Saib/isabetli ilim ile salih amel bütünlüğünü bir memleketin ahsan-i hali olarak niteleyen Ayetullah Cevadi Amuli, devamla şu ifadelere yer verdi: “Yeryüzü ve güneşin dolaşımı bir millet için bayram nedeni değildir, belki bir ilkten bir sona doğru hareket eden, sürekli doğuş halini yaşayan kimsenin bayramı vardır. Güneş her lahza seyir ve aydınlatma halinde iken yeryüzü her an seyir ve aydınlanma halindedir. İnsan her lahza mafevkinden nur alıyorsa ve toplumu nuranileştiryorsa hallerin engüzeline erişmiştir. Zira nurani toplumun da ahsen-i hali vardır, toplumun nuraniyeti ilim sahasında düşünen akla karşılık gelirken, amel sahasında ise adaleti harekete geçiren ameli akla karşılık gelir. Eğer Zat-ı Akdes-i İlah, toplumu saib ilim ve salih amele mufavvak kılar ve toplumun derunî dönüşümünü üstlenirse, toplum ahsen-i hale kavuşur.  Hüsünden kasıt, nazarî ve amelî hüsündür; yani hikmet insanın bakışını, davranışını güzelleştirir”.

“Merhum Küleyni, Kafi adlı eserinin önsözünün sonlarında, ‘bir milletin saadetinin temel ekseni ve yaşam pusulası, akıl ve düşüncedir’ diyor. Bu ünlü muhaddis, hadisleri akıl perspektifi ile görmüş ve aklı bir milletin kültürel pusulası olarak tanımlamıştır”.

Kum İlim Havzası yüksek düzey fıkıh dersi üstadı, İmam Sadık (a)’dan nakledilen bir rivayete işaretle, şöyle dedi: “İmam Sadık (a) ‘insan olumlarken de olumsuzlarken de, tasdik ederken de tekzip ederken de muhakkıkça davranmalıdır’ diye buyurmaktadır.

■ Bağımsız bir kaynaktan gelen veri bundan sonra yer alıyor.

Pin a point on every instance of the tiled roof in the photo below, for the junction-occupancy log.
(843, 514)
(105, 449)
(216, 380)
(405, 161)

Kuran’ı Kerim ise, ‘insan için bir şey muhakkaklaşmadığı sürece, o şeyi tasdik veya tekzip etmemelidir, belki o şeyin reddi ve ispatı, tasdiki ve tekzibi konusunda muhakkık olmalıdır’ diye buyurmaktadır”.

Ayetullah Cevadi Amuli, “Kabul ederken de etmezken de muhakkıkça yaklaşan, olumlu ve olumsuz yargılarını tahkikle buluşturan bir toplumun ancak ahsen-i ehvale ulaşacağını” belirterek, “Böyle bir toplum başkalarını hayrını ister, kimsenin kötülüğünü istemez, kendi selah ve felahını bağımsızlıkta kendi güvenliğinde görür, bu yüzden ne başkalarının iç işlerine karışır ne de başkalarının kendi iç işlerine karışmasına izin verir” dedi.

“Böyle bir toplum kendi istiklalini, emniyet ve emanetini koruduğu gibi başkalarını da kendi istikali, emniyeti ve emaneti sayesinde koruyan bir toplum olduğunu” vurgulayan Ayetullah Cevadi Amuli, “Şu ana dek İmam-ı Rahil’in rehberliği ve memleketin şehitlerinin tahir kanı sayesinde bu ülke böyle idi ve umuyoruz ki, bu nizam asli sahibi Hz. Veliy-i Asr’ın eline ulaşana kadar, İslam İnkılabı Rehberi İmam Hamanei’nin rehberiyeti sayesinde sonuna kadar böyle olacak ve şehitlerin ruhları bizden hoşnut kalacaktır” dileğinde bulundu.